Strawberry bucket from Barbee Farms
SPF, Altoids, all kinds of stuff I probably don’t really need…

 

Dog food, people food, single use ice packs (a lot of them!), Calli’s “suitcase” and mine

And finally: the car is packed.

I know this seems to be a lot of “stuff” … but there are TWO CASES of those ice packs that you squeeze in the middle, releasing heaven knows what that makes them cold for 20 minutes: enough of them to ice my back at will.  The Subaru is very comfortable, even for long rides, but this is a long ride.  I also have a box of “you have to bring this on a road trip”: everything from an extra quart of oil (plus funnel), “fix a flat”, and jumper cables to duct tape (even though I’ll immediately call AAA).

Dog food. People food (I took about half out since last post!).  Dog treats. People treats. Some albums for Jon from his room.  The Impreza’s trunk is small so I’m pretty pleased.

Ann and Helen, most of this will be gone before I get to Rochester! There will be room for your (very small) bags!

Now to try to cull some of the books in the pile…

Next stop: Nashville.

 

Road Food

After driving and hiking each day, I want to chill and read, not look for a dog-friendly restaurant (that’s what lunch is for).  So I’m bringing a kitchen, of sorts: collapsible water boiler, Summit thermos for “cooking” and my ancient soup mug with a cover (morning yogurt, evening meal).

Kitchen Equipment

I might be over-prepared….

Coffee, granola, peanut butter
Lentils, couscous, miso, ramen, spices, more granola

And of course, rounding out the nutritional necessities, bourbon and kind bars (thanks Annie and Amy!)

Travels With Calliope, or Carrie Fisher made me do it….

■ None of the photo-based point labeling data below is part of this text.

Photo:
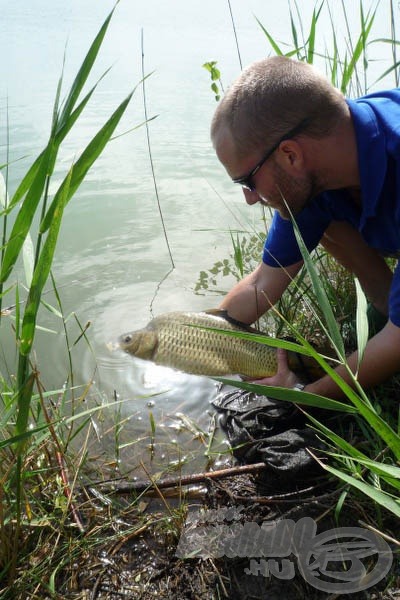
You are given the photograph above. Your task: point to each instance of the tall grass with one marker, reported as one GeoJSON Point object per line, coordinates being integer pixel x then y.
{"type": "Point", "coordinates": [24, 396]}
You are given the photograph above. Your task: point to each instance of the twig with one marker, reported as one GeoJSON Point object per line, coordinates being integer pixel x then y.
{"type": "Point", "coordinates": [125, 487]}
{"type": "Point", "coordinates": [60, 459]}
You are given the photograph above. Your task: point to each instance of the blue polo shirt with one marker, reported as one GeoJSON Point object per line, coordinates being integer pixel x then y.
{"type": "Point", "coordinates": [376, 119]}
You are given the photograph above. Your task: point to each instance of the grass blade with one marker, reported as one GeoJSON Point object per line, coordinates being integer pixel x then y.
{"type": "Point", "coordinates": [42, 271]}
{"type": "Point", "coordinates": [85, 161]}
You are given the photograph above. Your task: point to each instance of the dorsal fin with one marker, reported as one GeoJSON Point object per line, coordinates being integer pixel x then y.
{"type": "Point", "coordinates": [223, 314]}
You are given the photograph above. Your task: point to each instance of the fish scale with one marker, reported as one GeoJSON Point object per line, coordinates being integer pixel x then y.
{"type": "Point", "coordinates": [176, 340]}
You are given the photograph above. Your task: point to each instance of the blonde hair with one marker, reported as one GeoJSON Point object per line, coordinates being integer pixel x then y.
{"type": "Point", "coordinates": [273, 96]}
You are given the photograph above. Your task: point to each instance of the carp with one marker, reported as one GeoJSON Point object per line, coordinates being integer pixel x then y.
{"type": "Point", "coordinates": [178, 340]}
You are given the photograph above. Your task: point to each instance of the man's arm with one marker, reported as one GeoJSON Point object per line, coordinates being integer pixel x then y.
{"type": "Point", "coordinates": [381, 360]}
{"type": "Point", "coordinates": [256, 293]}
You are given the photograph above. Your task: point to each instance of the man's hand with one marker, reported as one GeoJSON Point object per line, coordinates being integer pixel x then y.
{"type": "Point", "coordinates": [284, 377]}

When Carrie Fisher died suddenly late last year, I knew it was time to stop putting off my bucket list. My kids assured me that my general approach to life has always been a lot healthier (“Ma, she did a lot of cocaine in her 20s”), but still…  A few weeks later I upgraded to a junior suite (on my own dime) at the SCS in Toronto.  Always wanted to do that. Worth it.

Now with the flimsy excuse that Jon is finishing his Masters at UCLA and I want to be there so we can not attend graduation together (we’ll be in Sequoia), I’m loading the dog in the car and driving out to California. And then, well, as long as I’m out there….

From Davidson we’ll take a week to go to West Hollywood; from there to visit friends in Ojai whom I haven’t seen in too many many years.  Jon will be working at Sequoia National park, so I’ll be there for a few days as well.  Then to visit my cousin Elizabeth in the mountainous Downieville CA.  After visiting Liz, I’m going to drive through the Grand Tetons, Yellowstone, Black Hills National forest and the Badlands (where I’m staying at a place with no address, just a GPS coordinates!).  Then off to Rochester MN, where my niece is a resident at the Mayo Clinic.  From there, two of my sisters will join me as we cross Lake Michigan (on the pretty pricey ferry), stay in Holland MI and then drive into Canada to cross over Niagra Falls.  Then on to NY.  And, finally, home…with a stop in Roanoke to see Conor.